Coping with a Disrupted Supply Chain: What Retailers Can Do as the Holidays Near

The Sony PlayStation 5

For home entertainment distributors and retailers, this holiday season is shaping up to be a perfect storm of supply and demand.

Restrictions and health guidance pertaining to the pandemic have confined many people to their homes, leading to greater demand for home experiences, and over the last several months, the pandemic has strained the manufacturing supply chain for all those parts that come from China.

When you add new product launches into the equation, such as the PlayStation 5, a typical holiday season becomes one strung with obstacles from all angles.

“You were starting to see people buy more experiences in previous years, but we can’t experience anything right now except our home,” says Associate Professor of Marketing Lauren Beitelspacher. “All this emphasis on making your home life better is where people are spending their dollars.”

What This Means for Retailers

The PlayStation 5 launched in several phases on November 12 and rapidly sold out to eager customers.

Sony’s next step, according to Lecturer Brad Johnson, could be to adjust to this unique situation by honing its ability to forecast heightened demand.

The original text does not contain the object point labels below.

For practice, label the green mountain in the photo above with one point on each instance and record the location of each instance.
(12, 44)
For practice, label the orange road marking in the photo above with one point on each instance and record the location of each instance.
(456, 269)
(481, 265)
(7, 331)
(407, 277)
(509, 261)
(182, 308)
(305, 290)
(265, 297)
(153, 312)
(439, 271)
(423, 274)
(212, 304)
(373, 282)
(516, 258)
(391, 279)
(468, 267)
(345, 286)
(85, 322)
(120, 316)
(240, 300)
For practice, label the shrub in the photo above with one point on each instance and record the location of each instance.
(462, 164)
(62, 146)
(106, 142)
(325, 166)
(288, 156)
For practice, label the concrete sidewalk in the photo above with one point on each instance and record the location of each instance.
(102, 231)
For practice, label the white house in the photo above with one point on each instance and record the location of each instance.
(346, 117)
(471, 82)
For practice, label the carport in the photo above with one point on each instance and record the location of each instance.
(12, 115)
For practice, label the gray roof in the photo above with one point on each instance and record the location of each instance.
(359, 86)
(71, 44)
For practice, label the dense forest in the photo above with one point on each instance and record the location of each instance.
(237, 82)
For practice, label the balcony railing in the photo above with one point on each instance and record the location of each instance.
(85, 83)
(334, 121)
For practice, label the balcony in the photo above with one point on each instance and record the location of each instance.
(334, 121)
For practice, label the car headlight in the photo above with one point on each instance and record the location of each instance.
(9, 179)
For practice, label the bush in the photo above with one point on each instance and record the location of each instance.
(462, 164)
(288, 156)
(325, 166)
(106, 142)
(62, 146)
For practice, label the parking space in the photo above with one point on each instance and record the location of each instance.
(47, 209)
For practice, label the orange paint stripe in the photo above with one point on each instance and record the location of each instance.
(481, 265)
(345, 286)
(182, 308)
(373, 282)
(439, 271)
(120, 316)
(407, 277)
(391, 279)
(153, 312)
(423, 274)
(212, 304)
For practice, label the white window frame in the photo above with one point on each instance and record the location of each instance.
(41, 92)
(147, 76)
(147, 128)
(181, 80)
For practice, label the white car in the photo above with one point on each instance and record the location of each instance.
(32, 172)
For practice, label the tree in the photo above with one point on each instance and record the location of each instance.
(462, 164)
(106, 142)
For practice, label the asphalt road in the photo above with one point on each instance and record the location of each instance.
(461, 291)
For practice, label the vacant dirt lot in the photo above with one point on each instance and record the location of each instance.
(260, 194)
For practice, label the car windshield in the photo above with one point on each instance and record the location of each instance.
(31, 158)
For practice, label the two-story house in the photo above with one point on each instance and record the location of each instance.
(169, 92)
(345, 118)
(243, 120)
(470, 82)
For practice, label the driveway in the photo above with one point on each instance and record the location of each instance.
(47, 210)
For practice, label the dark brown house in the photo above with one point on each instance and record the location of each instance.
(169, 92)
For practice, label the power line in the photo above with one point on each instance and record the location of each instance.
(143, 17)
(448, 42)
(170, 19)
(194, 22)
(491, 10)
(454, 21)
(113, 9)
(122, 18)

“If Sony’s supply chain was originally built to support brick-and-mortar, and now it’s all moving online, that causes a lot of disruption,” Johnson says.

Sony also could benefit by potentially providing more swift information to all parties involved in production, shipping, and distribution, according to Johnson.

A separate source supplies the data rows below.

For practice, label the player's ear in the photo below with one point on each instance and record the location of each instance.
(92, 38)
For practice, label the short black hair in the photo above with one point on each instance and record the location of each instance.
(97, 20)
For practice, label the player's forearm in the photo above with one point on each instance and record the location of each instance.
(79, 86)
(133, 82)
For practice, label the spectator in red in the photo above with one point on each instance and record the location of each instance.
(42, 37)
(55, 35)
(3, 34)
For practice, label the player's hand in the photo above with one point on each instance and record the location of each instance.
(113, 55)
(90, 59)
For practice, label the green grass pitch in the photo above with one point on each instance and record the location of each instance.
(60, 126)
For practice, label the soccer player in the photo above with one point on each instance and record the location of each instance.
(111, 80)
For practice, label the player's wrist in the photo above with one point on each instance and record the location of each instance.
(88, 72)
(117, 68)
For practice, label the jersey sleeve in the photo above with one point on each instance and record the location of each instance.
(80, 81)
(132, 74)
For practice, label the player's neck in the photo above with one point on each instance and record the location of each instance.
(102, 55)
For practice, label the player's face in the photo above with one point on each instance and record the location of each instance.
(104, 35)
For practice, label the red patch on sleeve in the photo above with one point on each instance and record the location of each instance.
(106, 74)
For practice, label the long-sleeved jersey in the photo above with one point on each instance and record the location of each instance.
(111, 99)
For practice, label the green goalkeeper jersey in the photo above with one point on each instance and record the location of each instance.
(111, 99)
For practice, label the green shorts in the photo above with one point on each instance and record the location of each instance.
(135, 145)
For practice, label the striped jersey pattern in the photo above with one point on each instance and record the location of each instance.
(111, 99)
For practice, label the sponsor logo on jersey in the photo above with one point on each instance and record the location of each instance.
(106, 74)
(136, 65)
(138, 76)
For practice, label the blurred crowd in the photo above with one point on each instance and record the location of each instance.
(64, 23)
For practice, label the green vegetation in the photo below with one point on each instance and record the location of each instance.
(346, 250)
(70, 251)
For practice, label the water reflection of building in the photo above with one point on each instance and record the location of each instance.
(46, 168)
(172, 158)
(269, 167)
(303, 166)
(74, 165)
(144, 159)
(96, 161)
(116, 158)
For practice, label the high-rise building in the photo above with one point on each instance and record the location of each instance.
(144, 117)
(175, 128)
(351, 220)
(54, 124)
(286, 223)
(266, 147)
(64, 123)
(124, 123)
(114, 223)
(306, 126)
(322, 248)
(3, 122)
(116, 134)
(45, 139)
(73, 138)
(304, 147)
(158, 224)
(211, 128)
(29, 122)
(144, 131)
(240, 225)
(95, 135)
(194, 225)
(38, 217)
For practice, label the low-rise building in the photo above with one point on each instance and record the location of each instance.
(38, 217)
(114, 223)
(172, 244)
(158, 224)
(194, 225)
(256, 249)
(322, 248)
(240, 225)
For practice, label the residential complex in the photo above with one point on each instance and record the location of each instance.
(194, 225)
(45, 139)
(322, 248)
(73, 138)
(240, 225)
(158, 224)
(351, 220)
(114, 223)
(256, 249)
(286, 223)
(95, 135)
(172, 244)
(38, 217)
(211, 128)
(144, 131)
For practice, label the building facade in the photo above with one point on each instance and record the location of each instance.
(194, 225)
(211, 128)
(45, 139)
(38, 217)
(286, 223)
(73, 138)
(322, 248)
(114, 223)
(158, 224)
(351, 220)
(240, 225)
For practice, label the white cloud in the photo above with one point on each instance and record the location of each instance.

“The supply chain is very complex,” he says. “It’s not just customer-retailer-Sony. There’s raw material suppliers, component manufacturers, Sony, shipping, warehousing and finally the retailers. The supply chain ends up being hundreds of companies.”

What This Means for Consumers

Even with these challenges, Johnson remains optimistic about restocks for sought-after products such as the PlayStation 5.

“There could definitely be some stockouts, but they’ll probably be working overtime to get the product into the right retailers,” he says. “You can get products into warehouses by December 22, and they can still be delivered in time for Christmas.”

And, if you can’t get your hands on one of these coveted items, Beitelspacher recommends shopping at local businesses, which will be even more dependent on consumer spending this holiday season.

“Those are the businesses that are hurting the most because they have less buying power,” she says. “People have been so conditioned to go to big-box retailers, (but) need to shop local whenever they can.”